Analysis of the stress wave effect during coal breakage by a high-pressure abrasive air jet

Abstract

In view of the defects of borehole collapse, inhibition of gas desorption and migration of gas existing in hydraulic fracturing and other hydraulic permeability–increasing measures for soft coal seams with low-permeability technology is proposed for coal breakage by a high-pressure abrasive gas jet for relieving pressure and increasing permeability. The comparative analysis of gas jet flow field structure between convergent nozzle and Laval nozzle has been given by numerical simulation. For Laval nozzle, the expansion wave and compression wave alternate and move forward steadily in gas jet and vanish when potential core length reaches maximum. So, the Laval nozzle can form more stable flow filed structure of gas jet and avoid shock wave in gas jet. Furthermore, a high-speed camera is adopted to analyze the jet structure and verify the conclusion of numerical simulation. Based on thermodynamic theory, this article calculates and analyzes the critical local sound velocity and pressure generated from the stress wave during the process of coal breakage by the gas jet. Furthermore, experimental coal breakage by a high-pressure abrasive gas jet is carried out. The high-pressure abrasive gas jet impacts the coal body as a quasi-static load and a dynamic load and forms corrosion pits on the surface of the coal body.
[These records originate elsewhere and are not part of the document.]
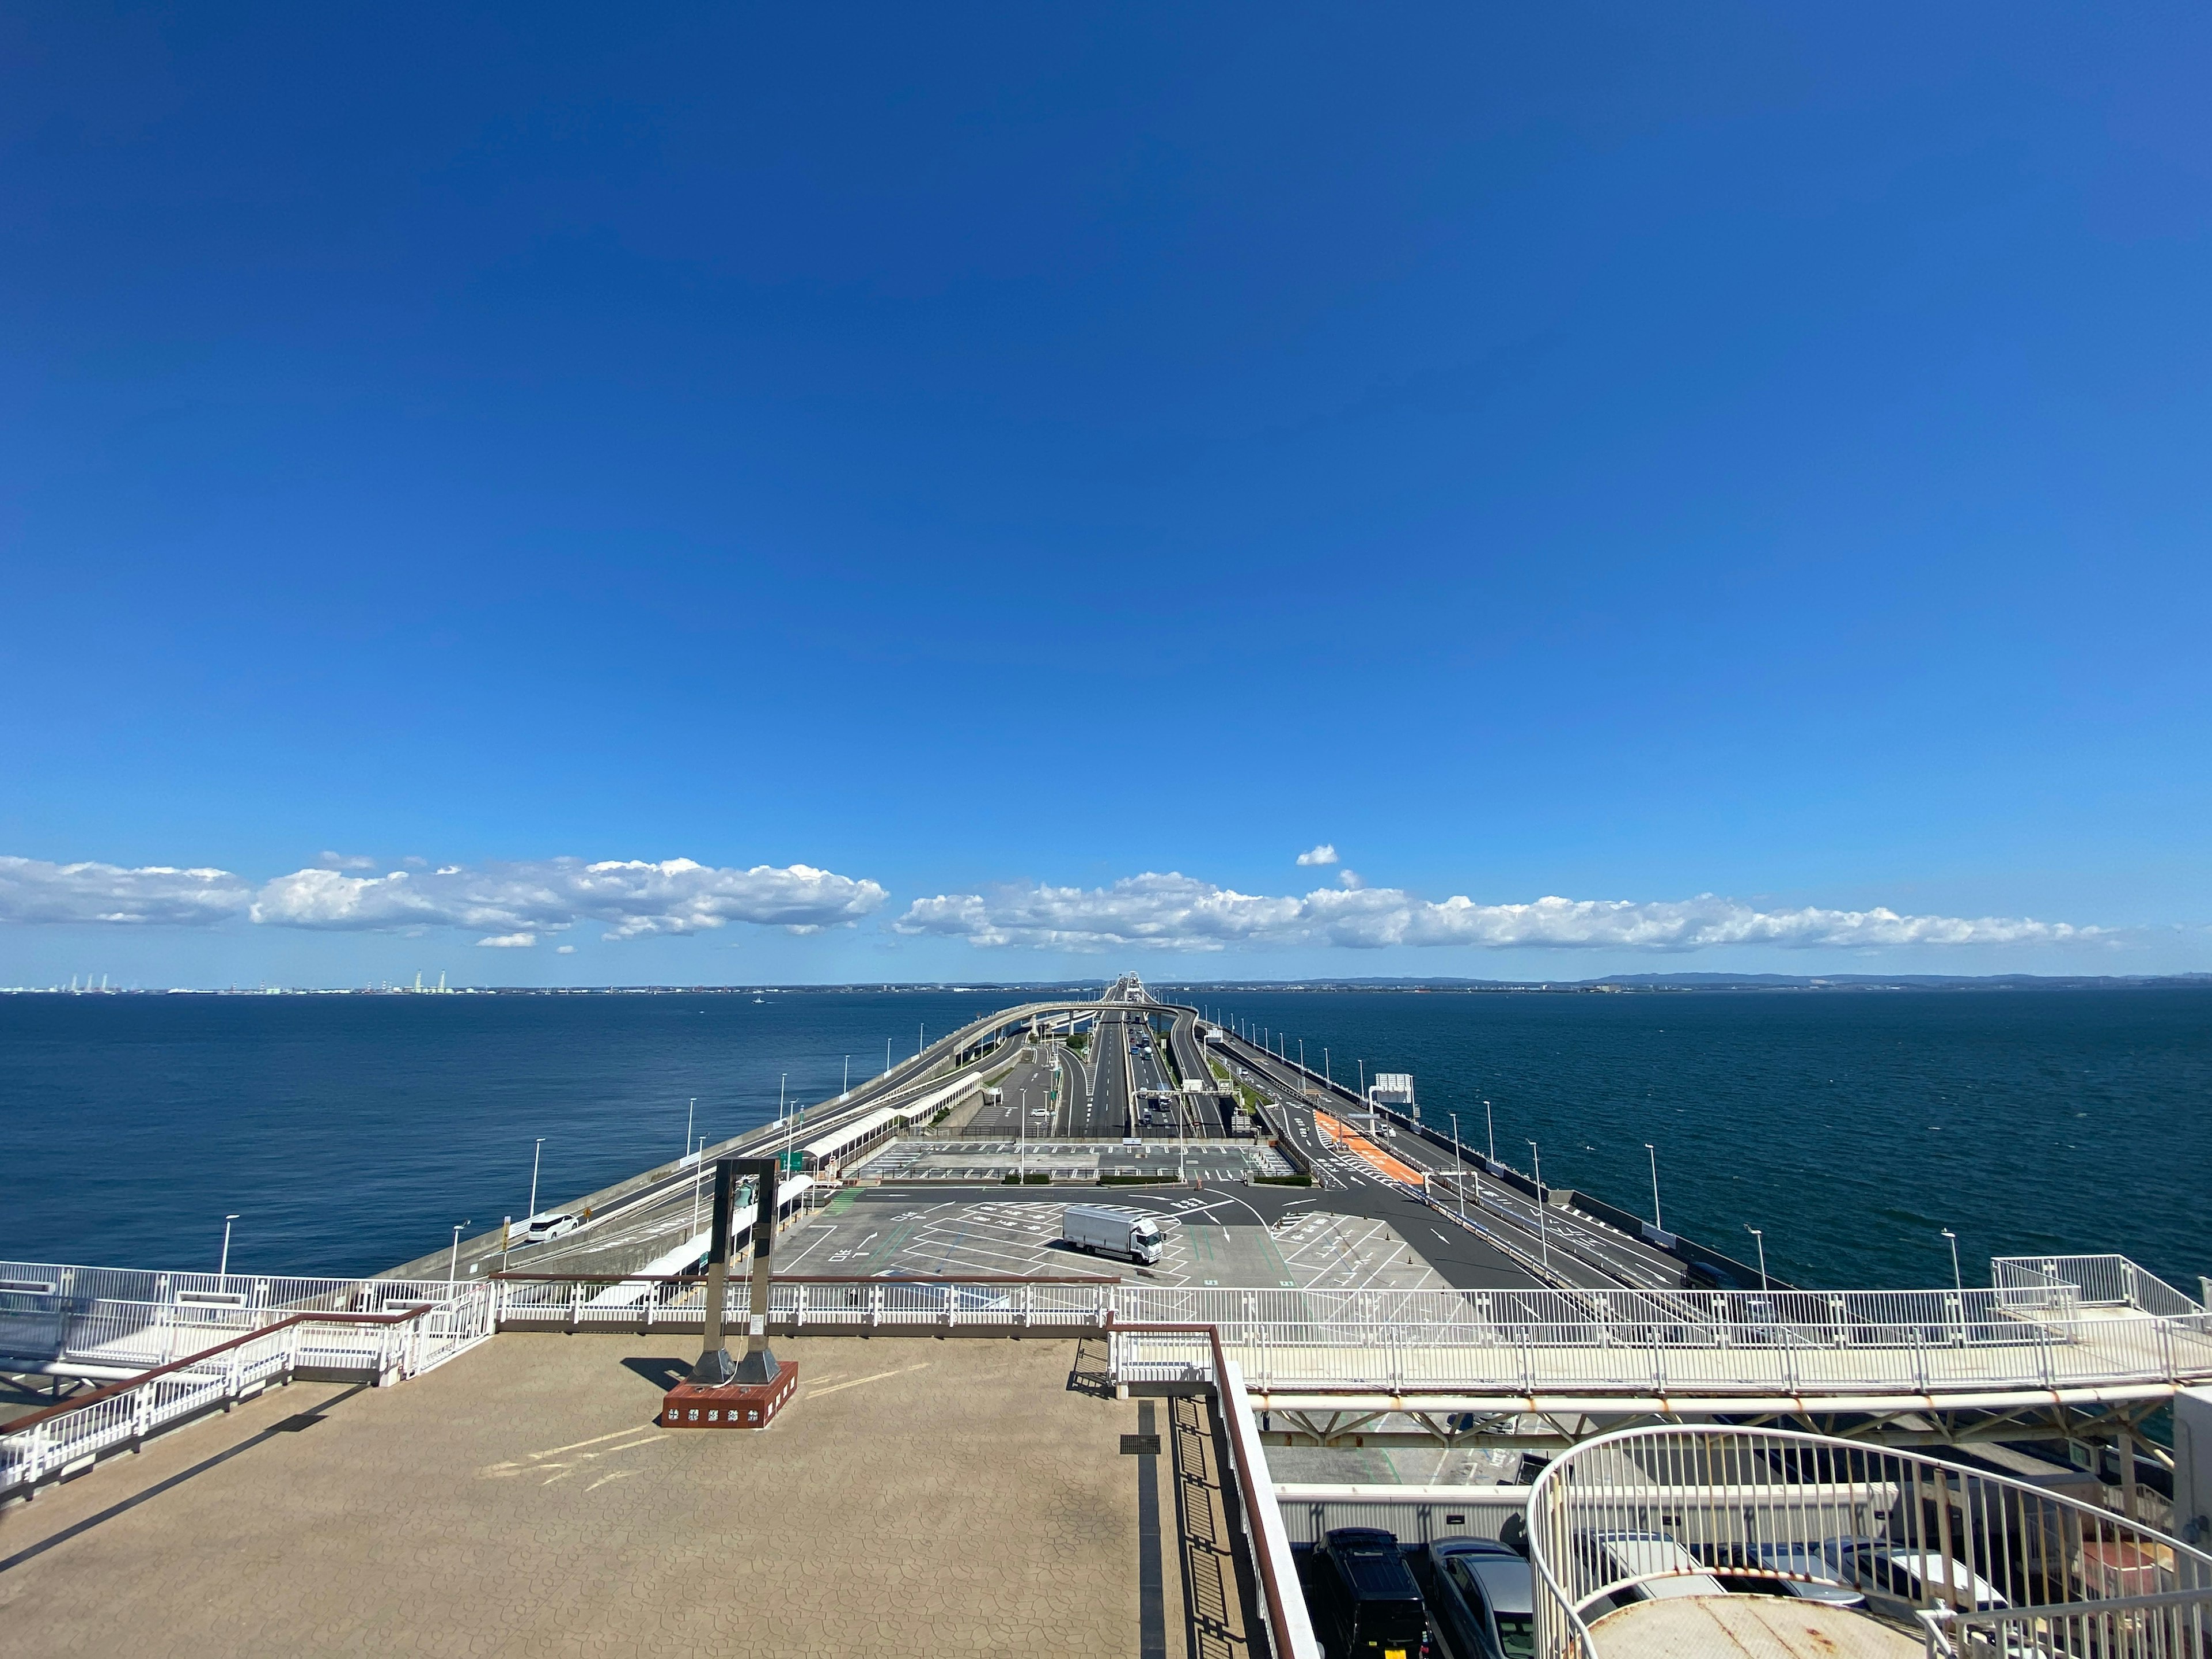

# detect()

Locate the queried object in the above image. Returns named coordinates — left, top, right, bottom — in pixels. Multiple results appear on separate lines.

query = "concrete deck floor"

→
left=1589, top=1595, right=1923, bottom=1657
left=0, top=1332, right=1251, bottom=1658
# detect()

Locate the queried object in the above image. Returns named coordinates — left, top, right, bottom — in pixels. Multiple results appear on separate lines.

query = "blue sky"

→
left=3, top=5, right=2209, bottom=987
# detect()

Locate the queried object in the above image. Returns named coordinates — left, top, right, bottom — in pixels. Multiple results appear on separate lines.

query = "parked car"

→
left=1825, top=1540, right=2009, bottom=1611
left=1305, top=1528, right=1430, bottom=1659
left=1574, top=1531, right=1728, bottom=1612
left=1703, top=1543, right=1865, bottom=1608
left=1423, top=1539, right=1533, bottom=1659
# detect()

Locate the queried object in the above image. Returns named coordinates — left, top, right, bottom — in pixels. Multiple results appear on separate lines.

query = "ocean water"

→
left=1186, top=986, right=2211, bottom=1294
left=0, top=988, right=1018, bottom=1281
left=3, top=986, right=2206, bottom=1291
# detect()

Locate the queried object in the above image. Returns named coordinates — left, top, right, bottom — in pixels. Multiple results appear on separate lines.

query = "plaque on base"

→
left=661, top=1363, right=799, bottom=1430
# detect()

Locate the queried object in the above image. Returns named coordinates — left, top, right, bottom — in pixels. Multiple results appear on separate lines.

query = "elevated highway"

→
left=9, top=978, right=2209, bottom=1476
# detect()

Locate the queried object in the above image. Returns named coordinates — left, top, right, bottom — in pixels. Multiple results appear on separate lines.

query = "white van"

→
left=1062, top=1205, right=1165, bottom=1266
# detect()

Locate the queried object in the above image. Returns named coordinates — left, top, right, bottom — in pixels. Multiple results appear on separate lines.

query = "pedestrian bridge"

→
left=7, top=1251, right=2209, bottom=1486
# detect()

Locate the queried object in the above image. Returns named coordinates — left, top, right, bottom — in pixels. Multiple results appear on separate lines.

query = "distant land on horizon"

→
left=11, top=972, right=2212, bottom=995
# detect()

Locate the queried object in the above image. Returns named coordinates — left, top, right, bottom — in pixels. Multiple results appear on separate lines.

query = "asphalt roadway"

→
left=788, top=1183, right=1549, bottom=1293
left=1214, top=1031, right=1688, bottom=1295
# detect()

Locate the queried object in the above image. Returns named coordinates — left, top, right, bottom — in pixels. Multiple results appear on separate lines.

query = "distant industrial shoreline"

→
left=7, top=971, right=2210, bottom=996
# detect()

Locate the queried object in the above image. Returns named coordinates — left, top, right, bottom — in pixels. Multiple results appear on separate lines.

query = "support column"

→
left=690, top=1158, right=740, bottom=1385
left=731, top=1156, right=781, bottom=1385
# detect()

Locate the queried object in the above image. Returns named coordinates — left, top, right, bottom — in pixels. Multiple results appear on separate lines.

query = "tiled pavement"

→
left=0, top=1332, right=1241, bottom=1658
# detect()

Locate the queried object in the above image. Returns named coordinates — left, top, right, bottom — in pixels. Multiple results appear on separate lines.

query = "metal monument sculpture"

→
left=662, top=1155, right=799, bottom=1429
Penetrating cracks are formed within the coal in the pattern of the loaded stress wave which leads to coal breakage. The effects of porosity and permeability on the propagation of the stress wave in coal are analyzed by establishing the dispersion equation for the spread of the stress wave in coal. The results show that porosity has a significant effect on wave velocity and that the attenuation of the stress wave is intensified with an increase in porosity. Moreover, the stress wave attenuation is more obvious at high frequency. The effect of permeability on the wave velocity is not significant at low frequencies. In contrast, at high frequency and relatively low permeability, the wave velocity increases with the permeability, and the attenuation of the wave velocity initially increases and then decreases. When the permeability is greater than 10−11 m2, the wave velocity is not affected by the permeability. However, the stress wave is not attenuated.